I've had old posts that I left the comments open for years and would still see users come across it and add to the discussion in meaningful ways. I loved that. However, that almost never happens now. So, I finally gave in and just close comments.
In a blog comment, there are 5 fields and I test each one separately and in various combinations for various rules. The fields are: body, email, author name, url, and ip.
Here now are my rules for filtering blog comments.
|How many links are in the body||More than 2||-1 point per link|
|Less than 2||+2 points|
|How long is the body||More than 20 characters and there's no links||+ 2 points|
|Less than 20 characters||-1 point|
|Number of previous comments from email||Approved comments||+1 point per|
|Marked as spam||-1 point per|
|Keyword search||Levitra, viagra, casino, etc.||-1 point per|
|URLs that have certain words or characters in them||.html, .info, ?, & or free||-1 point per|
|URLs that have certain TLDs||.de, .pl, or .cn (sorry guys)||-1 point|
|URL length||More than 30 characters||-1 point|
|Body starts with...||Interesting, Sorry, Nice or Cool.||-10 points|
|Author name||has http:// in it||-2 points per|
|Body used in previous comment||-1 point per|
|Random character match||5 consonants||-1 point per|
Once you have a database of spam messages, you can observe certain patterns. In checking some information from time to time, I discovered some interesting stats:
Write something of consequence. If it's less than 20 characters, you obviously don't have much to say.

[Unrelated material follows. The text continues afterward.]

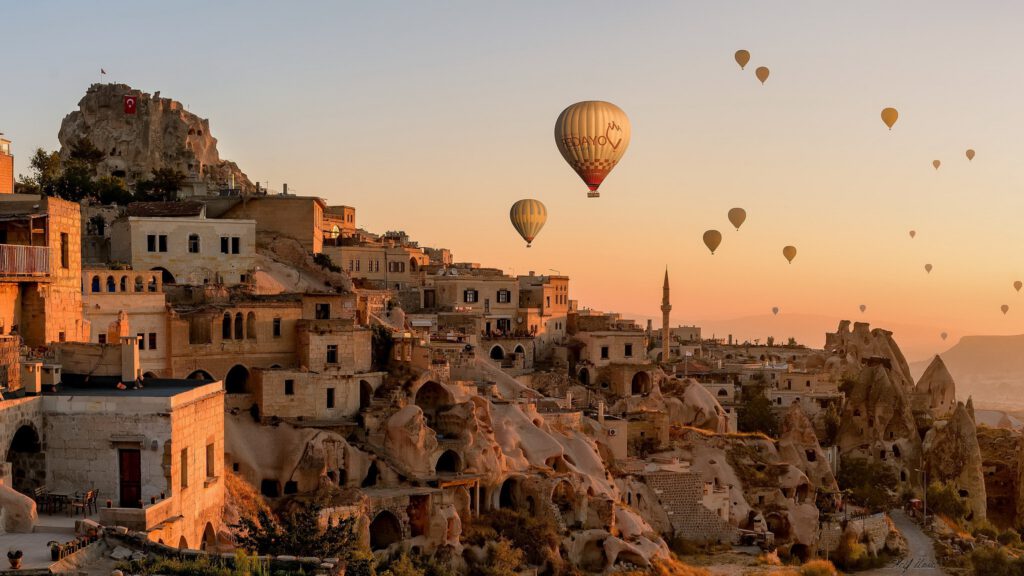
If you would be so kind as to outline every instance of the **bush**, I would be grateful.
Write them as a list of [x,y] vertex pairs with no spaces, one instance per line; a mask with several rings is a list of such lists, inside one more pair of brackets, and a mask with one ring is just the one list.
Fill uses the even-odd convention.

Most people who include a URL usually have a top level domain or a subdomain that they use. They're not using querystring parameters or any other crazy URL structures. And I'm sorry for all the German, Polish or Chinese but a few of your fellow countrymen aren't being very nice.
URLs that are longer than 30 characters are almost always spam. This ties in with the last filter. If you've got a URL, it's short, sweet and sexy. It's not crazy long — although I have seen some crazy long, perfectly legitimate URLs.
It may seem like I'm being overly severe on people who start their comments like this but it's a very specific pattern that I'm matching. I was getting 10 to 20 hits of the same message coming in. It was just easier to match the messages and essentially ban them.
Random character matches
The other thing I noticed was email addresses or author names that were just a random string of characters. If there's no vowels, sure you might be Polish but more likely that you're spam. Rarely do even the Polish have 5 consonants in a row!
How effective has it been? These days, I only see a new spam message get through maybe once every week or two. It's usually a message that somebody has handtyped to be relevant to the page but the comment is near useless and their author name is most evidently spam.
I've also reworded the disclaimer text under the submit box to let people know that I'm actively on the look out for spam and even legitimate comments will get edited or marked as spam if they plan to abuse the system. This lets those people know — like those who like to leave signatures on a blog comment or who like to use their company name as their author name — that being underhanded will not be rewarded.
Despite my past frustration with spam, things are at a point now where I'm happy to leave comments open on recent posts for a couple weeks and then just close them up and never have to worry about them again. It certainly isn't the death of comments I thought it might need to come to.